Seu aprendizado não passa de pequenos conhecimentos rudimentares: o suficiente para fazê-lo um trivial funcionário público. Embora saiba que ninguém é glorioso por si mesmo, apenas subjugado pela vontade dos outros. E deslumbrou a viver no melhor de todos os mundos, os possíveis e improváveis. Serenou. Passou o olhar pela parede estampada de belas e famosas mulheres nuas. Todas emparedadas, perfiladas, como condenadas diante o pelotão à espera do fuzilamento. Uma delas, mascarada. Outra com um suave véu azul turquesa cobrindo os olhos, como a pedir clemência. E mais uma de chicote na mão, ameaçadora e impiedosa como se estivesse querendo tirar-lhe todos os seus fracassos à custa de sexo, dor e sangue. Cabisbaixo, visualizou seu pênis sob as calças. Tentou em vão inspirar-se para uma masturbação, mas perdera a libido para isso, precisaria de dedicação e paciência, o que já não tinha. Desvaneceu.
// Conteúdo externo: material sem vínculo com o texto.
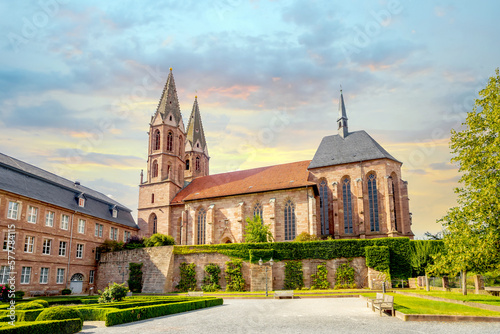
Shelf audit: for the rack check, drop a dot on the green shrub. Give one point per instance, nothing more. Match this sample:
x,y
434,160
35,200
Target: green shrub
x,y
158,239
113,293
52,327
135,277
29,306
320,279
188,277
41,301
59,313
344,277
211,279
294,276
234,276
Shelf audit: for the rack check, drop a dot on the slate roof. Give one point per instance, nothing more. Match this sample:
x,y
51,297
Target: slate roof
x,y
278,177
27,180
356,146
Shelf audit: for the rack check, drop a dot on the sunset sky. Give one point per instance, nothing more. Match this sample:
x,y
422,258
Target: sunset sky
x,y
80,80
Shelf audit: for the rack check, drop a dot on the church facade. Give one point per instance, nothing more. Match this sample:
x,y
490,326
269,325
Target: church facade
x,y
352,188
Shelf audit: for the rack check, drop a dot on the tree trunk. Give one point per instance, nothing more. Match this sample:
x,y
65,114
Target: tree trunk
x,y
464,282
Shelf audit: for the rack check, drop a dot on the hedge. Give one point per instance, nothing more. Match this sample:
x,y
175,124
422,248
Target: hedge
x,y
136,314
44,327
399,251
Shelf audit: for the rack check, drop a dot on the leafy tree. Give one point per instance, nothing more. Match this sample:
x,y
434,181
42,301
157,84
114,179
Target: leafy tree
x,y
472,230
256,231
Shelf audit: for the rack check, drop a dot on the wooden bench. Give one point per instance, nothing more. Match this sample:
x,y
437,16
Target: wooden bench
x,y
37,293
378,299
494,290
386,304
195,293
283,294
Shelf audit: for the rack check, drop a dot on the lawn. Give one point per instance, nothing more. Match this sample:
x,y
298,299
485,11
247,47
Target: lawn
x,y
415,305
484,299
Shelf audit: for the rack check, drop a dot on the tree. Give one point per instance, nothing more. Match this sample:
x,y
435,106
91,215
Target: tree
x,y
256,231
471,235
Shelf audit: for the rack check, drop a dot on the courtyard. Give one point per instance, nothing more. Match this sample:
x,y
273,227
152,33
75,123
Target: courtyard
x,y
310,315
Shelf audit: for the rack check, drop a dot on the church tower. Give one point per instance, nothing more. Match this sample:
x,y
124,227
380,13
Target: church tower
x,y
165,170
197,159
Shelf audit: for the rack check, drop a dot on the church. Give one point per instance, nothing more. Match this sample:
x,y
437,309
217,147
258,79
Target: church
x,y
351,189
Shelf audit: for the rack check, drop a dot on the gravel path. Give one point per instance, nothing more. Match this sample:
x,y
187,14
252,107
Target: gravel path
x,y
328,315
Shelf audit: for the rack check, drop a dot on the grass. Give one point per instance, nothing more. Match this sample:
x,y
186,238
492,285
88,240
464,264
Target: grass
x,y
484,299
415,305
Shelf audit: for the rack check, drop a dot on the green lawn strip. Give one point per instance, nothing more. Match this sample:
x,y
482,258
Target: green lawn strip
x,y
483,299
415,305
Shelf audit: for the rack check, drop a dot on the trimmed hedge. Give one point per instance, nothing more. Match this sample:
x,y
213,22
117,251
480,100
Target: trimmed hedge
x,y
136,314
45,327
378,258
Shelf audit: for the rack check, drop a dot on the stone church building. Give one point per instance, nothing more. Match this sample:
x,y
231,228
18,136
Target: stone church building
x,y
352,188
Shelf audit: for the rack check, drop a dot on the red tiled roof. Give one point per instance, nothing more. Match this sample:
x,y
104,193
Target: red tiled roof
x,y
286,176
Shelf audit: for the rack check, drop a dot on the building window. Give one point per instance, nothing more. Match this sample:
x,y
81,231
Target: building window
x,y
289,221
323,207
197,166
170,139
155,168
79,251
49,218
13,210
81,226
29,242
62,248
91,276
257,211
60,276
25,275
44,275
202,219
347,198
47,243
32,214
373,201
98,230
157,137
113,233
4,274
64,222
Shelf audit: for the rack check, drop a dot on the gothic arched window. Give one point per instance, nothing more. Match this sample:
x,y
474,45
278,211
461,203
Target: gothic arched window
x,y
202,219
373,201
323,205
289,221
155,168
157,136
257,211
347,199
170,141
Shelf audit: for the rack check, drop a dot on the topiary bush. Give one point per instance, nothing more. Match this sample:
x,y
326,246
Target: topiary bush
x,y
113,293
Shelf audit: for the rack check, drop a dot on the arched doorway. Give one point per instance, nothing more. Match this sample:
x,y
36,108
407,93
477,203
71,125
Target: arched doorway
x,y
76,284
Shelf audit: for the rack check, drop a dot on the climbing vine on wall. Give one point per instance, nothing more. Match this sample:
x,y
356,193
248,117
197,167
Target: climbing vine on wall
x,y
234,276
188,277
320,279
294,276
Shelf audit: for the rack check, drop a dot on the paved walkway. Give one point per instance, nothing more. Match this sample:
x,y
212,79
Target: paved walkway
x,y
329,315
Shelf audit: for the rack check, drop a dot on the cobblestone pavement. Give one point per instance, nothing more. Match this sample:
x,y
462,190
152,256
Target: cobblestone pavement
x,y
326,315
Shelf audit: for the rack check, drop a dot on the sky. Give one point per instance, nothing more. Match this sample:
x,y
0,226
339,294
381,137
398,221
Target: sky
x,y
80,80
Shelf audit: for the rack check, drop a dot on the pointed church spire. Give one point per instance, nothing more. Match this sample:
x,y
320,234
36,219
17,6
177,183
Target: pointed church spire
x,y
195,134
168,107
342,120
Sentou-se na privada. Pôs a mão na testa pensativo. Pensou em sua mãe falecida; e nas mulheres que por ventura tivera um fugaz amor. Pensou em Deus. Defecou, defecou e defecou. E chorou, chorou e chorou. Pensou mais um pouco em Deus e chorou. Chorou e defecou, e chorou mais um pouco. E pensou em Deus como um ser realmente divino. Um ser solícito. Supremo em seu poder absoluto, Onipotente e Onisciente. “Para tudo Ele diz sim!... Eu quero derrubar aquele prédio... Sim! Diz Ele, quero descarrilar aquele trem, sim!... Vamos causar mazelas ao mundo? Sim!... Vamos jogar bomba atômica? Sim!... Vamos flagelar os homens... E os navios negreiros?... Sim!... Matar criancinhas africanas de fome, secar o solo nordestino, guerras, holocausto... Corrupção, ditaduras... Um verdadeiro anjo... Para tudo Ele diz sim!... Sim, sim!...”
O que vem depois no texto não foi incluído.